Samuel Johnson, when given the task of writing the life of Ambrose Philips, dispatched of the subject--and dispatched is definitely the operative word--in eight pages. Of the Pastorals, he says they "might have long passed as a pleasing amusement, had they not been unhappily too much commended"; of Philips's career as a whole, that "he has added nothing to English poetry, yet at least half his book deserves to be read." Philips was friends with and of the same (Whig) political faction, passions being especially feverish at the time on both sides, as Addison and Steele, who praised and promoted his literary efforts in the Spectator and other of their papers. From around 1709-13 he was "high in the ranks of literature. His play (The Distressed Mother, "almost a translation of Racine's Andromaque") was applauded; his translations from Sappho had been published in The Spectator; he was an important and distinguished associate of clubs witty and political...", and for a time the mortal archenemy of the then very young and brash Pope. His fame faded quickly. He brought out a couple of tragedies in 1722, The Briton and Humphry Duke of Gloucester, the first of which, Johnson wrote in 1778-9, was "now neglected" and the second "only remembered by its title." In 1726 Philips took a position as Secretary to Lord Chancellor in Ireland, and went on to be a Prerogative Judge and an MP for Ireland--all patronage jobs, of course, before returning to his native country a year before he died of a palsy at age 74 in 1749. He does not seem to have added much substantial writing to his corpus during the last 27 years of his life.

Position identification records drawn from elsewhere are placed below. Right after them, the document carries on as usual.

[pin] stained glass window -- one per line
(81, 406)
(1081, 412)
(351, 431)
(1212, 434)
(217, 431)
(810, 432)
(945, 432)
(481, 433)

Picture 1. There are no pictures of Ambrose Philips in circulation on the internet that I can find. A search for his name turns up these girls, among other unrelated things.

A small selection of my favorite lines:
45-6: "The jolly grooms I fly, and all alone/To rocks and woods pour forth my fruitless moan"
73-76: "Nor will I cease betimes to cull the fields
Of every dewy sweet the morning yields:
From early spring to autumn late shalt thou
Receive gay girlonds, blooming o'er thy brow."
In Facebook parlance, I noted that I liked this.
53-4, we get the usual stuff of the genre, though the forgiving reader welcomes it as an old acquaintance so long as it is one he only has to come across once in a while:
"Thy virgin-bloom will not forever stay,
And flowers, though left ungather'd, will decay..."
A couple I found humorous:
23-6: "And now the moon begins in clouds to rise;
The brightening stars increase within the skies;
The winds are hush; the dews distil; and sleep
Hath clos'd the eyelids of my weary sheep..."
105-8: "O, killing beauty! and O, sore desire!
Must then my sufferings, but with life, expire?
Though blossoms every year the trees adorn,
Spring after spring I wither, nipt with scorn..."
A little of this is rather pleasant in small doses, with one's ice cream or snifter of brandy before bed.
Picture 2. This is the Grosvenor Chapel on South Audley Street in Mayfair, London, where Philips was, and I presume still is, buried, though you never know (Laurence Sterne's grave, for example, was relocated in the late 1960s when they paved over the cemetery where he had orignally been laid). I haven't been there, but either the angle is good or that is one nice-looking street for modern-day London.

"Men sometimes suffer by injudicious kindness; Philips became ridiculous, without his own fault, by the absurd admiration of his friends, who decorated him with honorary garlands, with the first breath of contradiction blasted." (Johnson again).
I do owe this to my friends, that if I make myself ridiculous it is entirely my own doing. They have no part in it whatsoever.